2019 Open Source Database Report: Top Databases, Public Cloud vs. On-Premise, Polyglot Persistence

2019 Open Source Database Report: Top Databases, Public Cloud vs. On-Premise, Polyglot Persistence

Ready to transition from a commercial database to open source, and want to know which databases are most popular in 2019? Wondering whether an on-premise vs. public cloud vs. hybrid cloud infrastructure is best for your database strategy? Or, considering adding a new database to your application and want to see which combinations are most popular? We found all the answers you need at the Percona Live event last month, and broke down the insights into the following free trends reports:

2019 Top Databases Used

So, which databases are most popular in 2019? We broke down the data by open source databases vs. commercial databases:

Open Source Databases

Open source databases are free community databases with the source code available to the general public to use, and may be modified or used in their original design. Popular examples of open source databases include MySQL, PostgreSQL and MongoDB.

Commercial Databases

Commercial databases are developed and maintained by a commercial business that are available for use through a licensing subscription fee, and may not be modified. Popular examples of commercial databases include Oracle, SQL Server, and DB2.

Top Open Source Databases

MySQL remains on top as the #1 free and open source database, representing over 30% of open source database use. This comes as no surprise, as MySQL has held this position consistently for many years according to DB-Engines.

2019 Most Popular Open Source Databases Used Report Pie Chart - ScaleGrid

PostgreSQL came in 2nd place with 13.4% representation from open source database users, closely followed by MongoDB at 12.2% in 3rd place. This again could be expected based on the DB-Engines Trend Popularity Ranking, but we saw MongoDB in 2nd place at 24.6% just three months ago in our 2019 Database Trends – SQL vs. NoSQL, Top Databases, Single vs. Multiple Database Use report.

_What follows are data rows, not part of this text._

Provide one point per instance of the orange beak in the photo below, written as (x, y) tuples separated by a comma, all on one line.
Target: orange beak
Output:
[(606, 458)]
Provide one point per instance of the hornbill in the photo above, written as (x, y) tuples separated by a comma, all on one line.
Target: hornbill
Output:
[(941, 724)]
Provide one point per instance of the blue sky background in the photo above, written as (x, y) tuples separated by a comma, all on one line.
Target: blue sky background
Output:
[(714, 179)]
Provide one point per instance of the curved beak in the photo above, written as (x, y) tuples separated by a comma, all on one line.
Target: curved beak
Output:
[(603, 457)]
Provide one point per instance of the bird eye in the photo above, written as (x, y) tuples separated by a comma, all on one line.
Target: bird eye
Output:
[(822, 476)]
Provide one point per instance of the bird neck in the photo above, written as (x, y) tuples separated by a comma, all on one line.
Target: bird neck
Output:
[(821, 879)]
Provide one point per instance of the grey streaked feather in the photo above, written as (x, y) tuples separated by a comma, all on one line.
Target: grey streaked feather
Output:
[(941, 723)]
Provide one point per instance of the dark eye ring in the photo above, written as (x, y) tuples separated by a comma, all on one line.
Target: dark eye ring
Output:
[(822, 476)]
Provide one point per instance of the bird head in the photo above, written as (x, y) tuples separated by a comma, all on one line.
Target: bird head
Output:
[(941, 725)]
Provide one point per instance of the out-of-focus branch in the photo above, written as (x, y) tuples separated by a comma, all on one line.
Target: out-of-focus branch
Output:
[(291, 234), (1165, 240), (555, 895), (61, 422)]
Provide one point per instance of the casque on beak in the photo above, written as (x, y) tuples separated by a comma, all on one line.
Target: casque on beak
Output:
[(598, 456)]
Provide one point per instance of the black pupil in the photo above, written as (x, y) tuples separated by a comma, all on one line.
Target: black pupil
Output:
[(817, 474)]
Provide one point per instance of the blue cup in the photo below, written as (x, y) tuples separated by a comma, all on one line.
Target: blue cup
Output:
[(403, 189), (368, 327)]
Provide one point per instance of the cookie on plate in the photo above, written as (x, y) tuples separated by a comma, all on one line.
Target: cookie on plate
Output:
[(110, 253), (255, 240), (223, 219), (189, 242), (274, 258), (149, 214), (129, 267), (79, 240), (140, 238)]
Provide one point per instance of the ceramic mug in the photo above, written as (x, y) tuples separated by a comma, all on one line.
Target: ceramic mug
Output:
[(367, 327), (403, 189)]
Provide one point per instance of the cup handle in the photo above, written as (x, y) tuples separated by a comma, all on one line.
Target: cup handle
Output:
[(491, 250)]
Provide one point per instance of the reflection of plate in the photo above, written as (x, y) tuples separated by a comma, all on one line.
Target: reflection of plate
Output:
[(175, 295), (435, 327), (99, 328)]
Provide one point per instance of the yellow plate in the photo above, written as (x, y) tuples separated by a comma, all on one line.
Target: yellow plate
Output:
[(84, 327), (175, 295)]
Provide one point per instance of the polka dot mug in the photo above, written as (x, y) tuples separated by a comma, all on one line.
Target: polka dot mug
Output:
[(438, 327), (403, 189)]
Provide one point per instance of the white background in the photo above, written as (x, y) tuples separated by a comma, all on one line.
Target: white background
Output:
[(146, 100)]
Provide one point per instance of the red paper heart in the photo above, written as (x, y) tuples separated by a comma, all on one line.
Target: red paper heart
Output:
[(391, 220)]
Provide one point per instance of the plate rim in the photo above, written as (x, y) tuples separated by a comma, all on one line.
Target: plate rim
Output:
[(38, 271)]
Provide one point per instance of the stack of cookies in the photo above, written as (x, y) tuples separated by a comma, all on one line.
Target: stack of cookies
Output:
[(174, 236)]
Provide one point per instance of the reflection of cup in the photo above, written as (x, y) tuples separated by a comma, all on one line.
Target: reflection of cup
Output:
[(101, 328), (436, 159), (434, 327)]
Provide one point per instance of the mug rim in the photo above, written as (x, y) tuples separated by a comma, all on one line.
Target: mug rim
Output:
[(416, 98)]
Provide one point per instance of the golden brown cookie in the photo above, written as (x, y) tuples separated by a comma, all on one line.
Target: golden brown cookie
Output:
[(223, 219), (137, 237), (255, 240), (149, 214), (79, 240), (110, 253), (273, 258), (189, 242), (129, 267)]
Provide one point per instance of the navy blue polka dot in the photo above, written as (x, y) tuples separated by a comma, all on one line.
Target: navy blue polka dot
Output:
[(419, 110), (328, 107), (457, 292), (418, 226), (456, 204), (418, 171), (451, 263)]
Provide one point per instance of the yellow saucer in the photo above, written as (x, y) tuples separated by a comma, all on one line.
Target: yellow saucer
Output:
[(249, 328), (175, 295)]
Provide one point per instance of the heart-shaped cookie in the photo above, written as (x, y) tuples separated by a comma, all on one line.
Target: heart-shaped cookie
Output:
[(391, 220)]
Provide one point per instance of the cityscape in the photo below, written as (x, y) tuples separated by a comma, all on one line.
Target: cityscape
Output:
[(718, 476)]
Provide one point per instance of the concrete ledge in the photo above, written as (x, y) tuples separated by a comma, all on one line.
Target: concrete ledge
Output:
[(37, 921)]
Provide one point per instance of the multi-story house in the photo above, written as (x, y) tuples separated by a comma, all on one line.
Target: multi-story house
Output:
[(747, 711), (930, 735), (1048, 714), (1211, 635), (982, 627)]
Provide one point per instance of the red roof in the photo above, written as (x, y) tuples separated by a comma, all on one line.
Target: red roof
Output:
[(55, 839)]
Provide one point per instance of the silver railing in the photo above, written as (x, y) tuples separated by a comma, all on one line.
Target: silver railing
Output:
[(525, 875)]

While over 50% of open source database use is represented by the top 3, we also saw a good representation for #4 Redis, #5 MariaDB, #6 Elasticsearch, #7 Cassandra, and #8 SQLite. The last 2% of databases represented include Clickhouse, Galera, Memcached, and Hbase.

Top Commercial Databases

In this next graph, we’re looking at a unique report which represents both polyglot persistence and migration trends: top commercial databases used with open source databases.

We’ve been seeing a growing trend of leveraging multiple database types to meet your application needs, and wanted to compare how organizations are using both commercial and open source databases within a single application. This report also represents the commercial database users who are also in the process of migrating to an open source database. For example, PostgreSQL, the fastest growing database by popularity for 2 years in a row, has 11.5% of its user base represented by organizations currently in the process of migrating to PostgreSQL.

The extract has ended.